Below code bring actual HBA can_queue very low ( Ea on 96 logical core CPU
new can_queue goes to 42, if HBA queue depth is 4K). It means we will see
lots of IO throttling in scsi mid layer due to shost->can_queue reach the
limit very soon if you have <fio> jobs with higher QD.

	if (ioc->shost->nr_hw_queues > 1) {
		ioc->shost->nr_hw_queues = ioc->msix_vector_count;
		ioc->shost->can_queue /= ioc->msix_vector_count;
	}
I observe negative performance if I have 8 SSD drives attached to Ventura
(latest IT controller). 16 fio jobs at QD=128 gives ~1600K IOPs and the
moment I switch to nr_hw_queues = "CPUs", it gave hardly ~850K IOPs. This is
mainly because of host_busy stuck at very low ~169 on my setup.

May be as Sreekanth mentioned, performance improvement you have observed is
due to nomerges=2 is not set and OS will attempt soft back/front merge.

I debug live machine and understood we never see parallel instance of
"scsi_dispatch_cmd" as we expect due to can_queue is less. If we really has
*very* large HBA QD, this patch #10 to expose multiple SQ may be useful.
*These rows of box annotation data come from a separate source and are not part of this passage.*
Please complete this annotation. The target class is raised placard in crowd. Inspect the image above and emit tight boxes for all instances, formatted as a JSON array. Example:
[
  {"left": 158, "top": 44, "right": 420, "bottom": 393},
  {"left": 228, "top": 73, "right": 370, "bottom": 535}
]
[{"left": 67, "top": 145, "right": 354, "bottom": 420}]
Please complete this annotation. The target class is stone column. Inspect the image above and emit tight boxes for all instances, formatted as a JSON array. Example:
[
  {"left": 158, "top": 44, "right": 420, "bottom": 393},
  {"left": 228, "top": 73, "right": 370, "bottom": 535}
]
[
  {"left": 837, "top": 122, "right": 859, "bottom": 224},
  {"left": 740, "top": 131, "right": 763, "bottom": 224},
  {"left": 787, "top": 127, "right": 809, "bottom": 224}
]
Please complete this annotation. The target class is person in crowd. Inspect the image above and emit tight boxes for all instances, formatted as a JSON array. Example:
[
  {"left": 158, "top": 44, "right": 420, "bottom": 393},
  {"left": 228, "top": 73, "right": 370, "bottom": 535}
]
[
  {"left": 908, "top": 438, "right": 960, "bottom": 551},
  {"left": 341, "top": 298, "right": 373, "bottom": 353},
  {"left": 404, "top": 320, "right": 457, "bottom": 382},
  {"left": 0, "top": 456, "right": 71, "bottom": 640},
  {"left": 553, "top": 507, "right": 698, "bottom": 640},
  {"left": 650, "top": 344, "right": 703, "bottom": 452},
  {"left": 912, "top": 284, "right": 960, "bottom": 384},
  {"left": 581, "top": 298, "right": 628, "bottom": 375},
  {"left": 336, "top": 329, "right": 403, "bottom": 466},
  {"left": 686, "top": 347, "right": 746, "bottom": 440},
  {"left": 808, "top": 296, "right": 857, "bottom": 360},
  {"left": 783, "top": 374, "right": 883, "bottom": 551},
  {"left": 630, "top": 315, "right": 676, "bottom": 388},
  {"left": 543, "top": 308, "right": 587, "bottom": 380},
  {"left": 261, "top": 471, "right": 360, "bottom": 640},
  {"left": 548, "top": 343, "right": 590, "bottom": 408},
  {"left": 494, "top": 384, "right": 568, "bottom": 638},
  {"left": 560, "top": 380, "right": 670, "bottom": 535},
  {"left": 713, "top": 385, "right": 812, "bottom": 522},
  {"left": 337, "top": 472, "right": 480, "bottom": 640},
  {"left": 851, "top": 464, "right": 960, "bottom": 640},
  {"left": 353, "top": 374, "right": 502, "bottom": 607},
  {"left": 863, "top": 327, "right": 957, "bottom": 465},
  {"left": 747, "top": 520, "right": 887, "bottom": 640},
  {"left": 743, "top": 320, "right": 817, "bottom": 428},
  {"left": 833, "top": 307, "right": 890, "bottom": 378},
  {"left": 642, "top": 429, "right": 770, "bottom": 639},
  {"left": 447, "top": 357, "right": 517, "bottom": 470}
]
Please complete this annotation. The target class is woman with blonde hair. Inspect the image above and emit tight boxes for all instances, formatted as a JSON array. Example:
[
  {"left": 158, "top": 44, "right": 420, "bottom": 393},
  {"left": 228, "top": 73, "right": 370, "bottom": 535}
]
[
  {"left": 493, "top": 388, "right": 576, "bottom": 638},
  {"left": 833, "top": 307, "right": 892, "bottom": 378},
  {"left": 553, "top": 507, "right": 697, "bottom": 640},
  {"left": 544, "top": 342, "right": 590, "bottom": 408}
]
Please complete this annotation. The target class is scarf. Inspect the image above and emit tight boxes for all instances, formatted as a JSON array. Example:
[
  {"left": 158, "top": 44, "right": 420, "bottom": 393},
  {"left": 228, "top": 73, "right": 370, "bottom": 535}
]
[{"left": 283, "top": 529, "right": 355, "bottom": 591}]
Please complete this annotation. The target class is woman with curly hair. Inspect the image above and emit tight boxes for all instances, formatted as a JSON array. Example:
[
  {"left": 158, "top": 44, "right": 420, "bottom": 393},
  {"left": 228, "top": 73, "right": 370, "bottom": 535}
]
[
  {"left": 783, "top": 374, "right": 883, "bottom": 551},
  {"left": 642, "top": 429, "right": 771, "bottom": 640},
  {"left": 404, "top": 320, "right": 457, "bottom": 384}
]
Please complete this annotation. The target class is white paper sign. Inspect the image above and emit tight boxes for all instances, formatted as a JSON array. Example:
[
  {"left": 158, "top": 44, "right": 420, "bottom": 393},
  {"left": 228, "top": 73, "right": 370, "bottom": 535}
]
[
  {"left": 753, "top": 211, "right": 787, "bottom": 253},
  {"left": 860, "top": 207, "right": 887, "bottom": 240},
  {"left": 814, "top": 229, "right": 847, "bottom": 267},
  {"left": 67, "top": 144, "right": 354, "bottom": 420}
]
For now, we are looking for updated version of patch which will only keep IT
HBA in SQ mode (like we are doing in <megaraid_sas> driver) and add
interface to use blk_tag in both scsi.mq and !scsi.mq mode.  Sreekanth has
already started working on it, but we may need to check full performance
test run to post the actual patch.
May be we can cherry pick few patches from this series and get blk_tag
support to improve performance of <mpt3sas> later which will not allow use
to choose nr_hw_queue to be tunable.

Thanks, Kashyap

>
> Thanks,
> Sreekanth